Thai Steamed Mussels
This recipe is featured in American Terroir
“Steamed mussels are so easy, affordable, fast, and delicious that I don’t understand why more people don’t make them at home. (In fact, if you really want to keep things simple, replace everything but the mussels and coconut milk in the following recipe with a tablespoon or two of jarred red curry paste, and away you go.) Avoid buying wild mussels, which are invariably filled with grit. Of the many versions of steamed mussels, I find the one with Thai flavors to be the best, though I wouldn’t kick the Indian (curry and ginger), the Italian (white wine, garlic, tomato, and parsley), or the French (white wine, cream, and tarragon) varieties out of bed, either. If you’re not serving this with fries, a hot loaf of crusty bread is essential for mopping up the sauce.” — from American Terroir by Rowan Jacobsen
- Servings Serves 4 to 6
- 4 pounds mussels
- 4 cloves garlic, minced
- 14-ounce can coconut milk
- ½ teaspoon red pepper flakes (optional)
- juice of ½ lime
- 1 tablespoon fish sauce*
- 1 cup chopped fresh basil
- 1 cup chopped fresh cilantro
*Bottles of fish sauce (often with a freaky-looking baby on the front) are available in most supermarkets these days. Three dollars gets you a lifetime supply. Used like soy sauce, it will improve the taste of half the things you cook.
1. Rinse and scrub the mussels under cold running water. Discard any with broken or open shells; these are already dead. Remove any “beards” – the byssal thread, which sticks out of the middle of the mussel and which it uses for web-slinging itself around, Spider-Man-style. It’s an impressive piece of hardware, and unbelievably tough. To remove it, use a paring knife for leverage and yank it out with your thumb. You can also snip it off with scissors, but then you leave a little beard inside.

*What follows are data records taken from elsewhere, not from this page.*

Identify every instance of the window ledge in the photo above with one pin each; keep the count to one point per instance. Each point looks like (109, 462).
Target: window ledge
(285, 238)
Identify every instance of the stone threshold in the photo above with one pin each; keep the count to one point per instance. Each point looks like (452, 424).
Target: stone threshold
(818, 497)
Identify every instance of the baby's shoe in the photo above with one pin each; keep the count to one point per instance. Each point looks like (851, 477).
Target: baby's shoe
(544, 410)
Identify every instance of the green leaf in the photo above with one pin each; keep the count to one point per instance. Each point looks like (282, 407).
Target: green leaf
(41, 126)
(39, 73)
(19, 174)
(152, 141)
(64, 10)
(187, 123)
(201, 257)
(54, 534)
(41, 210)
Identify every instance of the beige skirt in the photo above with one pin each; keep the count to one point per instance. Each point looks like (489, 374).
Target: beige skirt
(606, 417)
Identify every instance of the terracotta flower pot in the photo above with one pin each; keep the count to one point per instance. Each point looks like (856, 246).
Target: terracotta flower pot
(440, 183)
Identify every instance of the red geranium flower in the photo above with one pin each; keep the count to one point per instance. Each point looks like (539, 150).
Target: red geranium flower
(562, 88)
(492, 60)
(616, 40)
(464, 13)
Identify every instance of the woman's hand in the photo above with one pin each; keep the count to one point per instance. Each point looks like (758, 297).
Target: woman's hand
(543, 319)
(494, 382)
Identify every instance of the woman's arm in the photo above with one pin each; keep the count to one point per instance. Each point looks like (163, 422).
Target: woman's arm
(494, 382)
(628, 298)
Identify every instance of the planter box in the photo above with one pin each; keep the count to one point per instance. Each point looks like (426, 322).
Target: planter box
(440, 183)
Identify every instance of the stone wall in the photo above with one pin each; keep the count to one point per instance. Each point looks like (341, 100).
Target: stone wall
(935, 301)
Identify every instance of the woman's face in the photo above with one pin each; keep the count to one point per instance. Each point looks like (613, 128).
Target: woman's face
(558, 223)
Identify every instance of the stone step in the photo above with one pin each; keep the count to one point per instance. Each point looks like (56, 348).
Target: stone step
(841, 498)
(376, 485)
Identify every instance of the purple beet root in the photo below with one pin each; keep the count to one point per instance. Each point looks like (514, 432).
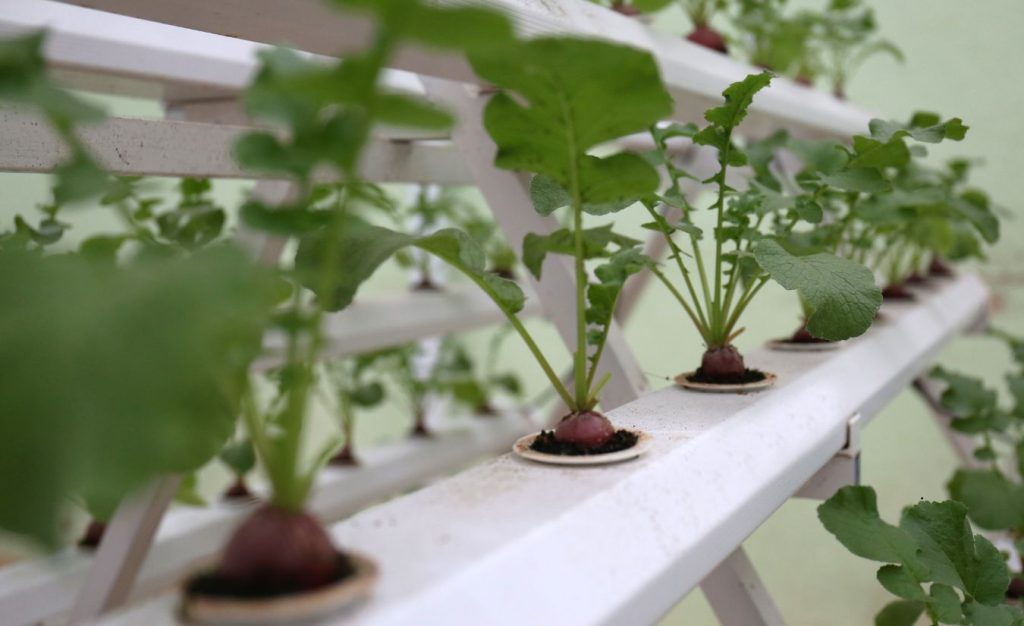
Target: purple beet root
(897, 291)
(344, 458)
(282, 548)
(939, 268)
(239, 491)
(93, 534)
(708, 37)
(588, 428)
(722, 363)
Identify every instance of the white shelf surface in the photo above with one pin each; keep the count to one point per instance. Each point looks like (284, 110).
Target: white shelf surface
(182, 63)
(174, 148)
(42, 589)
(512, 542)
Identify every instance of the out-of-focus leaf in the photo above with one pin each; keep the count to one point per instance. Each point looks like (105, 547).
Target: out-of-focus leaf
(113, 375)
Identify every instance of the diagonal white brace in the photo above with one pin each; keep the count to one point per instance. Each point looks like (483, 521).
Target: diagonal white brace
(737, 595)
(123, 549)
(841, 470)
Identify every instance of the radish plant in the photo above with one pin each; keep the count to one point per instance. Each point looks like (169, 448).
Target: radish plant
(845, 36)
(564, 87)
(92, 399)
(327, 112)
(935, 565)
(751, 247)
(240, 458)
(992, 492)
(889, 211)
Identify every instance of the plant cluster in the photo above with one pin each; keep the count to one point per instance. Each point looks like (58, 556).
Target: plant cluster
(935, 565)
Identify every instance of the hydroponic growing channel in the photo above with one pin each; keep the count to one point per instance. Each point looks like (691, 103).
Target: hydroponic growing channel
(598, 501)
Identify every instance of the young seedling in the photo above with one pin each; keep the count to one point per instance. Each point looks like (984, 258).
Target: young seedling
(567, 86)
(770, 39)
(893, 213)
(700, 13)
(845, 35)
(750, 237)
(934, 564)
(356, 385)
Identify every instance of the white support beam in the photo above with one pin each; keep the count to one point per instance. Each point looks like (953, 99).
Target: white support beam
(694, 75)
(174, 148)
(40, 590)
(737, 595)
(524, 543)
(123, 549)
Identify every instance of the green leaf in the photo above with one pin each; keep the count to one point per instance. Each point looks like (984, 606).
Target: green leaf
(900, 613)
(945, 603)
(134, 372)
(925, 129)
(399, 110)
(537, 247)
(871, 153)
(548, 197)
(852, 515)
(992, 501)
(458, 28)
(240, 456)
(857, 179)
(187, 493)
(980, 615)
(842, 293)
(964, 395)
(367, 395)
(738, 97)
(951, 554)
(364, 247)
(899, 582)
(562, 94)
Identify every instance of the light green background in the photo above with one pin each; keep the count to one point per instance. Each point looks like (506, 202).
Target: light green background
(964, 58)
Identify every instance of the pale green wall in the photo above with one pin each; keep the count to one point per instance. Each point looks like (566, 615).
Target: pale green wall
(967, 59)
(963, 58)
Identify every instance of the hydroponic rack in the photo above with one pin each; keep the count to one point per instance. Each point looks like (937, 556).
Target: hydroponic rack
(719, 467)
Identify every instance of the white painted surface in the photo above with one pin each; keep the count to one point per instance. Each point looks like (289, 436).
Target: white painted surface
(175, 148)
(511, 542)
(36, 590)
(694, 75)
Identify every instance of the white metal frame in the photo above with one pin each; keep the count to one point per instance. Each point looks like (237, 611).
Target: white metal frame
(197, 55)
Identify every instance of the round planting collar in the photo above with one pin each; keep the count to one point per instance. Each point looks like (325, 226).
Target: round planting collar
(522, 450)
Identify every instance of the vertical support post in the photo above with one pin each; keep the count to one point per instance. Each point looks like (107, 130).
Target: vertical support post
(508, 196)
(737, 595)
(123, 549)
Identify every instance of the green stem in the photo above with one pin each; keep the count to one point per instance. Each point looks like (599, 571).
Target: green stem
(677, 257)
(751, 291)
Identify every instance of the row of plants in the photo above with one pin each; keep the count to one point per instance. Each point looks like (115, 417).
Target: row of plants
(827, 44)
(84, 327)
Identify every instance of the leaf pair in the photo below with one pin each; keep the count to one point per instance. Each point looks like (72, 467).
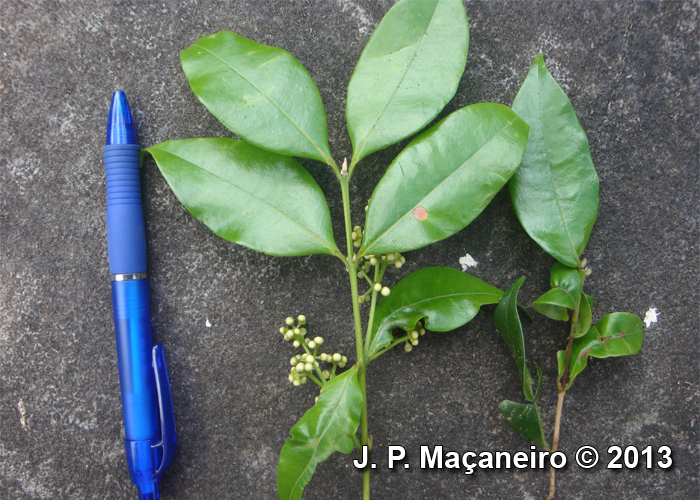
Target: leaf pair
(524, 418)
(617, 334)
(445, 297)
(566, 294)
(408, 71)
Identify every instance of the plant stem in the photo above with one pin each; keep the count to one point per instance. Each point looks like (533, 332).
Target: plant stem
(390, 346)
(378, 275)
(361, 362)
(561, 387)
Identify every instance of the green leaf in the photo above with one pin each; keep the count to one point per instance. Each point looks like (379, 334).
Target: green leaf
(507, 322)
(408, 71)
(565, 294)
(258, 199)
(526, 419)
(328, 426)
(444, 178)
(555, 190)
(617, 334)
(584, 316)
(447, 297)
(261, 93)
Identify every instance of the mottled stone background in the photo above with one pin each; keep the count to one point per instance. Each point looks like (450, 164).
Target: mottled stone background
(631, 71)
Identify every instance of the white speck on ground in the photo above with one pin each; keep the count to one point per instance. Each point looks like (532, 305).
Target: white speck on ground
(22, 414)
(650, 317)
(467, 261)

2. Combine everything but the fresh herbs in a large pot, cover, and cook over high heat, stirring occasionally, until the mussel shells have opened and the mussels have plumped up, about 12 to 15 minutes. Turn off the heat, dump the mussels into a large serving bowl, toss the herbs on top, and let everybody have at it. Or, if decorum is of the essence, serve them in individual bowls. Either way, you’ll need a bowl for the discarded shells.